Otobüste yolda gelirken köylü yardım edecek dendi... Otobüs durağına geldiğimizde biri vardı minübüs geçti mi diye sorduk ... O da az önce geçti bir sonraki 15-20 dk. sonra gelir dedi... Sende akbil varsa biz ücretini verelim, bizim yerimize otobüse akbil basar mısın dedik olur dedi... Hemen otobüs geldi amcaya Allah razı olsun deyip bindik otobüse ... Aklımda hep Arap Babamın burdan gidin uyarısı vardı hep... Başımıza bir iş gelecekti de Allah'ın izniyle himmet mi etti bilemiyorum... İlerde Rabbimiz bildirirse bilebileceğim ancak ... seri bir şekilde ziyaretimizi yaptık hissettiridiği gibi ve hemen Elazığ Otogara döndük gelince benim de selamlarımı ilet diye seslendi öğretmenim...İlk otobüs akşam üzeri 5 te daha erken gitmek için bilet aradık bulamadık.
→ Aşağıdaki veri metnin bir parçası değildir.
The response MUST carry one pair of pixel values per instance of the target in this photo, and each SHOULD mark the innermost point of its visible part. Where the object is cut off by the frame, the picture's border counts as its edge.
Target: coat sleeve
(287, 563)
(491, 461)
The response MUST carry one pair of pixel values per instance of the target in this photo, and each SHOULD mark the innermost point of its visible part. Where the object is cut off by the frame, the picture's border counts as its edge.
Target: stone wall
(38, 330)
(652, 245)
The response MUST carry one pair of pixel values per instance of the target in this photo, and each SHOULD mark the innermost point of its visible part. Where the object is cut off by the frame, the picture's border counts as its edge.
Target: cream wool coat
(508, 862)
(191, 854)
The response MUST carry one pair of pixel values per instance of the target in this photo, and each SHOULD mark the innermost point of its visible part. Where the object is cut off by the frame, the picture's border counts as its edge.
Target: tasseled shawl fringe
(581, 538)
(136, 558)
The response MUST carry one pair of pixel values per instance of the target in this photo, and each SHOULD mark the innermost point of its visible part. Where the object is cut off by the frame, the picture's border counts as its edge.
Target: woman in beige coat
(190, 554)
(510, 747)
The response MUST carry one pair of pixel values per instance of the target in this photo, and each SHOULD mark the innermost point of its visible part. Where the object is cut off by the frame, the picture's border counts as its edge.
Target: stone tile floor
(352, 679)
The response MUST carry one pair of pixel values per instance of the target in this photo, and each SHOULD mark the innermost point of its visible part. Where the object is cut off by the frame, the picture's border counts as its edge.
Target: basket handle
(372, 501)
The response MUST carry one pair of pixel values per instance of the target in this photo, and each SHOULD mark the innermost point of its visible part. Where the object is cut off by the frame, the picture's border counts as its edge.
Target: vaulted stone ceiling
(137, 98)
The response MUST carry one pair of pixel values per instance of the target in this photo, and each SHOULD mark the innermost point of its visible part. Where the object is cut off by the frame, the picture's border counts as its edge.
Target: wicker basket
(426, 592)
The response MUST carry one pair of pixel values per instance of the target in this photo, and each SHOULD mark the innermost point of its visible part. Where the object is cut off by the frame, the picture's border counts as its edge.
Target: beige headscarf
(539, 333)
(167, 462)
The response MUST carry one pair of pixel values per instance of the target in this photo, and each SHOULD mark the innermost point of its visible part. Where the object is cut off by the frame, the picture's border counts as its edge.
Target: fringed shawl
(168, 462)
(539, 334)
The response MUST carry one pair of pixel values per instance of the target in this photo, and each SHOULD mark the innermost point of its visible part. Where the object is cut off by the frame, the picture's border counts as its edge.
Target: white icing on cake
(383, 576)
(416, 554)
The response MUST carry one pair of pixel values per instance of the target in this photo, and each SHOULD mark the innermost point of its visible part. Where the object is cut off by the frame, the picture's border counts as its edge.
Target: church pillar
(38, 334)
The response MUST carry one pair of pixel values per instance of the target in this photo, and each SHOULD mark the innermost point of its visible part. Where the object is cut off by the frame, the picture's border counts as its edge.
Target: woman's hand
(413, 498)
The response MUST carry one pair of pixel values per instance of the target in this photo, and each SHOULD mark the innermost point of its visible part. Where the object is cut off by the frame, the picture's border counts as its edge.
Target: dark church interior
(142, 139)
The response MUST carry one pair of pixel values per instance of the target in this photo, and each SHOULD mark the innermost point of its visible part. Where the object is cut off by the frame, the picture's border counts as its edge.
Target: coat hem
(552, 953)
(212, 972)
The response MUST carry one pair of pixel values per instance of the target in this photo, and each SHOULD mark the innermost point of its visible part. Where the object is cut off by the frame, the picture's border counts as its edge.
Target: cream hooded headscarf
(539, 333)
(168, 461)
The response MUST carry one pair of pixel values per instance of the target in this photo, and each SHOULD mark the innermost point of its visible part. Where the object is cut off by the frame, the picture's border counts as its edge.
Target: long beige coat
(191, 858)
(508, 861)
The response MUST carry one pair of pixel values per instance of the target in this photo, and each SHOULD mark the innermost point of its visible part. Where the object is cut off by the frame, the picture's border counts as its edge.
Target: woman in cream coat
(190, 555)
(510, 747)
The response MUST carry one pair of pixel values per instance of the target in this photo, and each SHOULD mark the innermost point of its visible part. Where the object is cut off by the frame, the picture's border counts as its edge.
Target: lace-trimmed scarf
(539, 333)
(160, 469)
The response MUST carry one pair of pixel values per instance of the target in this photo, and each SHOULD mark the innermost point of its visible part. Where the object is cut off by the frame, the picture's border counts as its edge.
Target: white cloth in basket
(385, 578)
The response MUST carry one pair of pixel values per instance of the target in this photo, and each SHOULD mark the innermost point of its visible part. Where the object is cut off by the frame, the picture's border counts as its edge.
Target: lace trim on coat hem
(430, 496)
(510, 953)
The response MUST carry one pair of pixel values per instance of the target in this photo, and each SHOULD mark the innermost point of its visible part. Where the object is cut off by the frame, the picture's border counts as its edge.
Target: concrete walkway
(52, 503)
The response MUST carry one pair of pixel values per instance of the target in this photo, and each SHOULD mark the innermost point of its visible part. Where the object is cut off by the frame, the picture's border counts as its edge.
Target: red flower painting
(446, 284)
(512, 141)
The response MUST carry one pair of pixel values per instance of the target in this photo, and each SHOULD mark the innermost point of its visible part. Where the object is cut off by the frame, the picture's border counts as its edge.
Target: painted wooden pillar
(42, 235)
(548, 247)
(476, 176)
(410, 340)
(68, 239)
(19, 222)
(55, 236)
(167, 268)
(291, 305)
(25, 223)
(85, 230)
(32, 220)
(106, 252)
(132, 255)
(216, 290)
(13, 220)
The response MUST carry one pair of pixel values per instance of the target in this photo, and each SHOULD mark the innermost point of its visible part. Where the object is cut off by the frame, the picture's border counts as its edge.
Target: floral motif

Aktarma yapıp dönmeyi düşündük küçük otobüsler var yolda çok sıkıntı çekersiniz dediler biz de mecburen saat 5 i bekledik... Otogarda mescide girip namazlarımızı kılıp zikrimize devam ettik.. Yolda otobüste 2 şarkı ile seslenildi ; Ne kadar zulmetsen ah etmem sana, her 2 cihanda gül kana kana, seninle cehennem ödüldür bana, sensiz cennet bana sürgün sayılır... Diğer şarkı da zeki mürenin söylediği gözlerin doğuyor gecelerime şarkısı... Bu şarkılar benim halimi anlatıyor marifet gözüyle bakınca... Sanki içimde bir köz var tam soluk borumda... Her nefes alışımda o köz harlanıyor ... bu hal ile geldik elhamdulillah... Yazım uzun oldu hakkınızı helal ediniz... Yazımı yazarken aşığım sana diye seslenildi... Sağ- salim götürüp getiren Rabbime sayısız hamd olsun sayısız şükürler olsun... Rabbimize meanet olunuz....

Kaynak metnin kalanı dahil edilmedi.